Joe Gomez has undergone surgery to correct the knee injury that he suffered in England training on Wednesday. Liverpool say the operation to the tendon was a success and that he has avoided ligament damage. Although the club do not want to put a timeframe on his recovery, they have not ruled out the possibility of him returning before the end of the campaign.
Gomez’s injury has deepened Liverpool’s defensive selection crisis and shaken up his England teammates. The luckless 23-year-old missed the 2018 World Cup because of serious injury. The goalkeeper, Nick Pope, who will start in tonight’s Wembley friendly against the Republic of Ireland, said on Wednesday: “Joe made a pass or a movement with no one around him and ended up on the floor. He was in a great deal of pain. When you see one of your friends or teammates go through that, it’s not easy.”
Jürgen Klopp, who sold centre-half Dejan Lovren in July and did not sign cover, is already without his star central defender Virgil van Dijk (knee ligaments), as well as Trent Alexander-Arnold (calf). He has been without Fabinho, who has played at centre-half, because of a hamstring injury, although he hopes to have him back after the international break. His only other established option in central defence is Joël Matip, who has just returned from a muscular problem.
Gomez had played virtually every minute of Liverpool’s seven games in 22 days since the October international break and Southgate said he had given him an extra day of recovery at the start of the week following his involvement in Sunday’s 1-1 draw at Manchester City. “And yet this has still happened,” Southgate said.
Like many managers, including Klopp, Southgate is frustrated at the volume of matches that the players have been asked to play in this most unusual of seasons.

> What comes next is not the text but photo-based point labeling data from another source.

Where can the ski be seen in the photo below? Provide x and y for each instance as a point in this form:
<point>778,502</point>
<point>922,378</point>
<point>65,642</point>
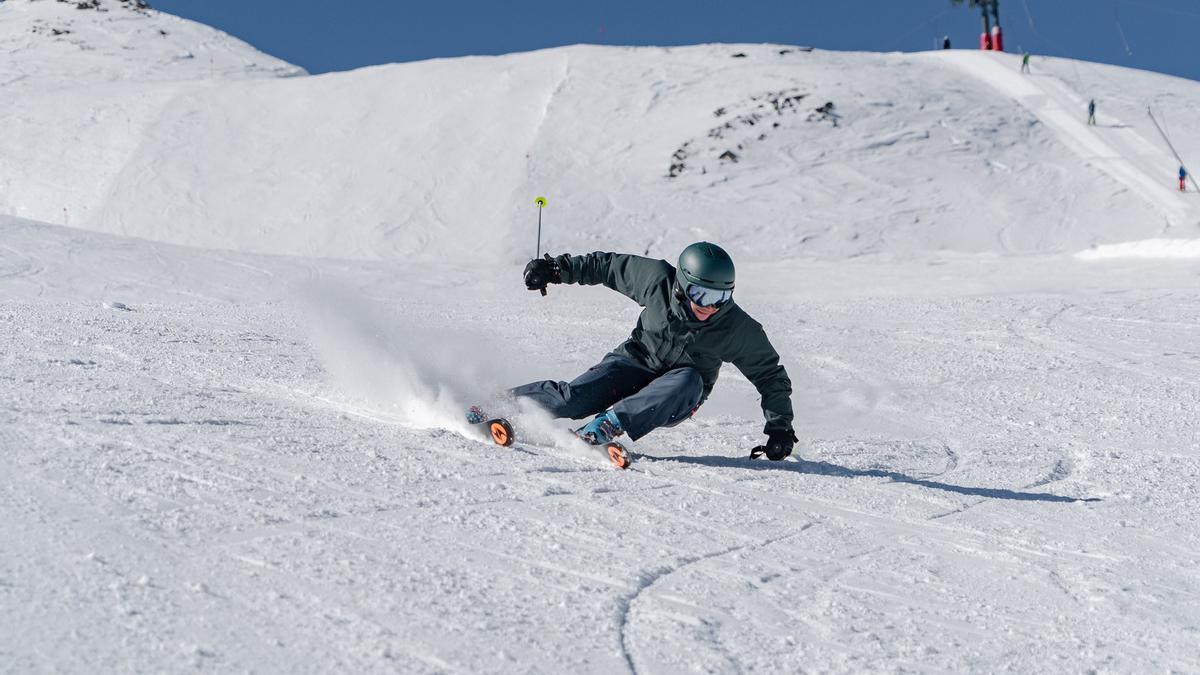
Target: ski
<point>499,430</point>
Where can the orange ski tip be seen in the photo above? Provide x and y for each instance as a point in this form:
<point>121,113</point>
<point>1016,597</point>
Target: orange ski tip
<point>617,455</point>
<point>501,432</point>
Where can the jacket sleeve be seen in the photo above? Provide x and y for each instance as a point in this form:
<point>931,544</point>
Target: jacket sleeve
<point>630,275</point>
<point>759,360</point>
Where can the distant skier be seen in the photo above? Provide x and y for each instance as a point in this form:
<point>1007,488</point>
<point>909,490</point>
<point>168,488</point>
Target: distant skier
<point>667,368</point>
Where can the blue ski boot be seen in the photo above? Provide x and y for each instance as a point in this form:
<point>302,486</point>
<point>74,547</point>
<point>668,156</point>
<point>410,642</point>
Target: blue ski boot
<point>600,430</point>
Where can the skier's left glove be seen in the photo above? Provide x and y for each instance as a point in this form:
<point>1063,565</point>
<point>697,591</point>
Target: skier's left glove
<point>541,272</point>
<point>779,446</point>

He believes it will lead to many more unfortunate injuries.
“What was upsetting was to see that Joe was in a fair bit of pain and the fact was there was nobody around him when the injury happened so I didn’t like that element of it,” he said. “One of the worst things as an international manager is that you are borrowing players and something happens on your watch and you feel a responsibility and you start to go back but, in this instance, there is just nothing we would have done differently.”